A liberdade de imprensa é um valor tão importante como o dos governos eleitos governarem
O que é comum a todos os sectores que sofrem impacto imediato negativo das reformas é que constituem grupos bem definidos, mais ou menos homogéneos e pertencentes alguma espécie de establishment. Estas características fazem com que sejam facilmente mobilizáveis e organizáveis para falarem a uma só voz, que é, como é natural, uma voz de protesto contra as reformas. Ao invés, os potenciais beneficiários das reformas são anonimamente descritos como o interesse público ou as gerações vindouras.  O que caracteriza estes potenciais beneficiários é que não tem voz nem, muitas vezes, votos. Estão pois sub representados perante os poderes fáticos das democracias.

É nesta questão de ter ou não ter voz que entra o papel da imprensa. Três exemplos ilustram o que tenho em mente. 

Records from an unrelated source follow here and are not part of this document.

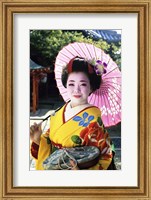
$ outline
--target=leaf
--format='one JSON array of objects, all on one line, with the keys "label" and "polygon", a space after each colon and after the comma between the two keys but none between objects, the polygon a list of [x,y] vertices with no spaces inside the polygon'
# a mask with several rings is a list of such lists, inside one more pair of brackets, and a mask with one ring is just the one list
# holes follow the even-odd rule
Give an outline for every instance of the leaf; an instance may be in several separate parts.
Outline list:
[{"label": "leaf", "polygon": [[81,144],[82,143],[82,140],[81,138],[78,136],[78,135],[73,135],[71,137],[71,140],[75,143],[75,144]]}]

Quando o então ministro da saúde Correia de Campos decidiu encerrar maternidades, todos os dias apareciam imagens de televisão mostrando partos em ambulâncias ou parturientes a fugirem para Badajoz. Abortada a reforma, nem mais uma criança viu a luz em tão precária situação. O segundo exemplo são as falhas mecânicas em voos da TAP. Nos últimos dois meses qualquer falha - grande ou  pequena, relevante ou imaterial, excepcional ou usual - tem honras de primeira página.  Veremos se esta epidemia não acaba quando o conflito laboral com os pilotos ficar resolvido. 

Finalmente, os tribunais a funcionarem em contentores e as falhas do sistema informático que, a crer nas notícias, estão a privar muitos cidadãos do seu elementar direito do acesso à justiça. Nuns casos a imprensa retira de contexto os custos inevitáveis do ajustamento a qualquer reforma. Noutros, age por preconceito ou por desejo de se mostrar independente. Noutros ainda, cede ao espectáculo e à necessidade de vender. Qualquer que seja a razão, ao fazê-lo torna-se uma caixa de ressonância de todos os interesses estabelecidos, por muito egoístas que sejam, e um aliado útil na oposição a qualquer reforma.

A liberdade de imprensa é um valor tão importante como o dos governos eleitos governarem. Mas a liberdade traz consigo responsabilidade de procurar não ser manipulado para, assim, não manipular.